I'm not suggesting replacing your work -- the AGENTS.md has valuable depth (validation patterns, deprecation strategy, the naming table, fixture architecture) that the /init output doesn't cover. But the commands and architecture-to-filepath mapping would be easy to fold in on your end. I can share the generated file if you'd like to compare.

Anti-pattern specificity: As m-aebrer mentioned, rules like "prefer local fixtures" are easier for agents to comply with when there's a concrete example. Even a one-liner showing the preferred pattern would help.

Let me know if any of this is useful -- happy to put together changes on a separate branch or contribute directly here, whichever you'd prefer.

Scienfitz

@LeanAndMean many thanks for the input. I'm turning your coment into several threads because otherwise it will be nearly impossible to converse about thes eeveral sub-suggestions made therein, feel free to comment in the respective threads

Scienfitz · 2026-03-30T23:05:29Z

AGENTS.md

via Kevin: Rename to CLAUDE.md + symlink for other tools

Consider making CLAUDE.md the canonical file (auto-loaded by Claude Code, supports subdirectory scoping). Symlink AGENTS.md and .github/copilot-instructions.md to it so all three tools share a single source of truth.

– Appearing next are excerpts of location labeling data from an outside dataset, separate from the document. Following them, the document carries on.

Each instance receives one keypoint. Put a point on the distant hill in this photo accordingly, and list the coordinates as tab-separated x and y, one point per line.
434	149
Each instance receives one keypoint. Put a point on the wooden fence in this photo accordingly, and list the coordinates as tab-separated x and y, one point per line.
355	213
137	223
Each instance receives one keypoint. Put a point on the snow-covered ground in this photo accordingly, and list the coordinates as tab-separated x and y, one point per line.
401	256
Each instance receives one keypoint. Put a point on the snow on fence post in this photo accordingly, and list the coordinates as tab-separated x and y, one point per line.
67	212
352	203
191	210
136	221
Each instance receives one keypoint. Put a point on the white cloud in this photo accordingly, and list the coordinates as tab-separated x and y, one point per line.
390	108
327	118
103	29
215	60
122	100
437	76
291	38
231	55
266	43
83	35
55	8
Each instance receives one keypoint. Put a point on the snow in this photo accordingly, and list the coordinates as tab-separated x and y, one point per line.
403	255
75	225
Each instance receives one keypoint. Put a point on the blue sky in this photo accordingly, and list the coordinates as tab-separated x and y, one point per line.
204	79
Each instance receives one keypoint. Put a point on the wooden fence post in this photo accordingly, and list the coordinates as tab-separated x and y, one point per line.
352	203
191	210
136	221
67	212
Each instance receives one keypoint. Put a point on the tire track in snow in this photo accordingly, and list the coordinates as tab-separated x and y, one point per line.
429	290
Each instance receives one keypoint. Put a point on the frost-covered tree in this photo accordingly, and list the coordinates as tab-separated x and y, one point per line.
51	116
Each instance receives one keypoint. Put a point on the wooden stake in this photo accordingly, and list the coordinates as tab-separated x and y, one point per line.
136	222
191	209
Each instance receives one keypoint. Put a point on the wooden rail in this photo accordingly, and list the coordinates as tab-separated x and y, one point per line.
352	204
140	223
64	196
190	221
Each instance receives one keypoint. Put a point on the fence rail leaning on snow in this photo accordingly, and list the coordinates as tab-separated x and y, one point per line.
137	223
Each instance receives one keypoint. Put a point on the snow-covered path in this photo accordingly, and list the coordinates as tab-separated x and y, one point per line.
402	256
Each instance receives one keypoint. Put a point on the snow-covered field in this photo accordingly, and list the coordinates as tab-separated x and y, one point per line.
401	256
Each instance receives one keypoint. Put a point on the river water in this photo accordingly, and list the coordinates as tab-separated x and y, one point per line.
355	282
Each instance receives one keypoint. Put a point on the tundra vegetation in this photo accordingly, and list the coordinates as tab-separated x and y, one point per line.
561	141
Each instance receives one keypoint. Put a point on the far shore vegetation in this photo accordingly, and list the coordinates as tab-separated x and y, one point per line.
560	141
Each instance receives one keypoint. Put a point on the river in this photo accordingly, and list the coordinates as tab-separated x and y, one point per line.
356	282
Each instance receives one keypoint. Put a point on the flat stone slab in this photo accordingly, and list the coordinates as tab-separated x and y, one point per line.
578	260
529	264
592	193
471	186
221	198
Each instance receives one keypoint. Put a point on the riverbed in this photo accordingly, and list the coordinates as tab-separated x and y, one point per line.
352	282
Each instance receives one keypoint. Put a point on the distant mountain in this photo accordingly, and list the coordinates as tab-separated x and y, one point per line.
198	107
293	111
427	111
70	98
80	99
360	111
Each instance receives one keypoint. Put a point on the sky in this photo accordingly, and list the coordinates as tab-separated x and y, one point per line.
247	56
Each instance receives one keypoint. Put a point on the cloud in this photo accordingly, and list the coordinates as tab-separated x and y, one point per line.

@LeanAndMean not sure if I got your suggestions because that was already fully the idea of the AGENTS.md files. Afaik tools like claude or opencode alreayd recognize AGENTS.md (including auto-context-ingestion and subdirectory scoping) and do not really need CLAUDE.md or any other more specifically named file.

I also would not tailor the file too strictly to Claude. Even though the majority of people might use claude by now, I would prefer to keep it general as other people might use other tools. Not sure if people might think "Oh no, I have to use Claude when working with Agentic AI and BayBE" which I'd like to avoid.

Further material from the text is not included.